Using our spiny mouse model of birth asphyxia, we previously reported damage to the brain and kidney, as well as structural and functional deficits in the diaphragm muscle. These deficits were prevented by supplementing the maternal diet with 5% creatine from mid-pregnancy. However, the effect of this model on the heart, as well as the potential involvement of the skeletal muscle in the motor deficits observed in this model have not been examined. Furthermore, the long-term effects of this exposure on all three muscle types are unknown.
In these studies, pregnant spiny mice were fed control or 5% creatine-supplemented diet for the second half of pregnancy, and fetuses were delivered by caesarean section with or without 7.5 min of in-utero asphyxia. Surviving pups were raised by a cross-foster dam for 24 hours or 33±2 days of age when heart, diaphragm and hindlimb skeletal muscle were obtained for ex-vivo functional assessment, and for structural and molecular analyses.

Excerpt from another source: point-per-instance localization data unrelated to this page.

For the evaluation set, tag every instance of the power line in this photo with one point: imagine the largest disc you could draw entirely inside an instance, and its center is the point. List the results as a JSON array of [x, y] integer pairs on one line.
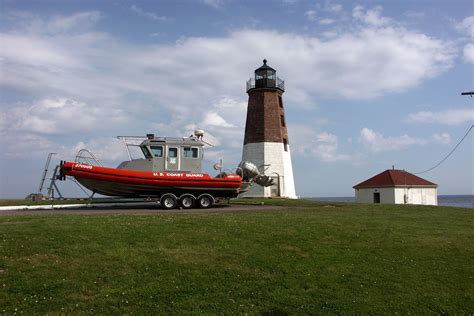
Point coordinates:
[[450, 153]]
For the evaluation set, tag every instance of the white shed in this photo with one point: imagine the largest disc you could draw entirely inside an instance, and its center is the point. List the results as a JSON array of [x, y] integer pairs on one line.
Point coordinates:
[[396, 187]]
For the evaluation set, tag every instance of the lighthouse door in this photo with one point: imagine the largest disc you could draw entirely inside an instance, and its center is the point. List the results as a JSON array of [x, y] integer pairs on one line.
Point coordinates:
[[172, 158], [275, 187]]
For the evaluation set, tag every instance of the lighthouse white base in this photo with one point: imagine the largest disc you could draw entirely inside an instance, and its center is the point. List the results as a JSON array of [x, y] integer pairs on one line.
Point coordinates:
[[274, 161]]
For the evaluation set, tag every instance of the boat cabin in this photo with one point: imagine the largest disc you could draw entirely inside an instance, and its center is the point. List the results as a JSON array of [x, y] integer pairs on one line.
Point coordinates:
[[167, 154]]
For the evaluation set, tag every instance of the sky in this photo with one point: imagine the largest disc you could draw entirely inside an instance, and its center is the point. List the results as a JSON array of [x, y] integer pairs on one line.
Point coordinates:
[[368, 84]]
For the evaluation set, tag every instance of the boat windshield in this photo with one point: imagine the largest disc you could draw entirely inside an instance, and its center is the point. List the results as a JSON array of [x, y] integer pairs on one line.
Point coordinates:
[[145, 151]]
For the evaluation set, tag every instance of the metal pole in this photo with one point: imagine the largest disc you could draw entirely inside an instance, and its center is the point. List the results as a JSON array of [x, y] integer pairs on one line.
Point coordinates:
[[46, 166]]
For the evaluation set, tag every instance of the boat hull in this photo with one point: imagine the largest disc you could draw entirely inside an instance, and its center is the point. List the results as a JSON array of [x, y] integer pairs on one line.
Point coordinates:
[[132, 183]]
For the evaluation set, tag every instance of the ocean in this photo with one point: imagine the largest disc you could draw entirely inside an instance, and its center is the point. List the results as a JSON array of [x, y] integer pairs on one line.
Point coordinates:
[[466, 201]]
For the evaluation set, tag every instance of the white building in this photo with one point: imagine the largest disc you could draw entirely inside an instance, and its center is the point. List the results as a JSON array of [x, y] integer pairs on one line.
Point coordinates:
[[396, 187]]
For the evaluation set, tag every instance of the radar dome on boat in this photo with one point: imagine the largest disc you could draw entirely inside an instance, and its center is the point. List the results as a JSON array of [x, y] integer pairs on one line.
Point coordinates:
[[199, 133]]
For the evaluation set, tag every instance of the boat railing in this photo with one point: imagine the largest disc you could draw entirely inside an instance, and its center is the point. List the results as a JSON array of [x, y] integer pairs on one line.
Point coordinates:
[[85, 156]]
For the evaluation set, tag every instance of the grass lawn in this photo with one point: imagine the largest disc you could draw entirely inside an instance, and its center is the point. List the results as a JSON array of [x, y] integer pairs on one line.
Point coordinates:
[[317, 258]]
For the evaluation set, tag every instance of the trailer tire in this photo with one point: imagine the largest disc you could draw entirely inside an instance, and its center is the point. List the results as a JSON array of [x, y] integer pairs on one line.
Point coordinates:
[[168, 201], [187, 201], [205, 200]]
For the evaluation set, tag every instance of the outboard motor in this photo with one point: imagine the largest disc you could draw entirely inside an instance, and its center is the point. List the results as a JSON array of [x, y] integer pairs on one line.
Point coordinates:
[[250, 173]]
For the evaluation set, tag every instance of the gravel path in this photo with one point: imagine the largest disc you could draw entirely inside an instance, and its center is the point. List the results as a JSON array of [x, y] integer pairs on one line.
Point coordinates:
[[142, 210]]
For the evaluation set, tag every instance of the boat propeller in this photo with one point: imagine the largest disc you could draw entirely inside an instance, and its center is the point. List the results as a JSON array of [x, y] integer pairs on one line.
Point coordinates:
[[250, 173]]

The major findings of this study were that, like the diaphragm, the hindlimb skeletal muscle exhibited significant structural changes immediately after birth asphyxia including a reduction in muscle fibre size in all three-muscle fibre types and a reduction in oxidative capacity. There were also significant reductions in fatigue resistance in male offspring, assessed ex-vivo at 24 h of age. We found persistent structural changes in the diaphragm and hindlimb skeletal muscles, including alterations in fibre type proportions, reductions in fibre size and decreased oxidative capacity. These changes corresponded to substantial functional deficits, with birth asphyxia animals exhibiting significantly reduced fatigue resistance in the diaphragm at 1 month of age and reduced aerobic endurance, assessed using the accelerating Rotarod test. Lastly, this model caused no significant short- or long-term molecular, structural or functional changes in the heart.
Finally, we report that in the case of the hindlimb and diaphragm muscle, maternal creatine supplementation completely prevented all structural and functional changes observed in the immediate neonatal period and into later life. Furthermore, creatine did not result in any significant changes to normal muscle structure or function, thus highlighting this harmless dietary supplement as a potentially lifesaving preventative treatment for birth asphyxia induced muscular injury, and strengthening the body of evidence supporting the clinical translation of creatine for prevention of birth asphyxia in human pregnancy.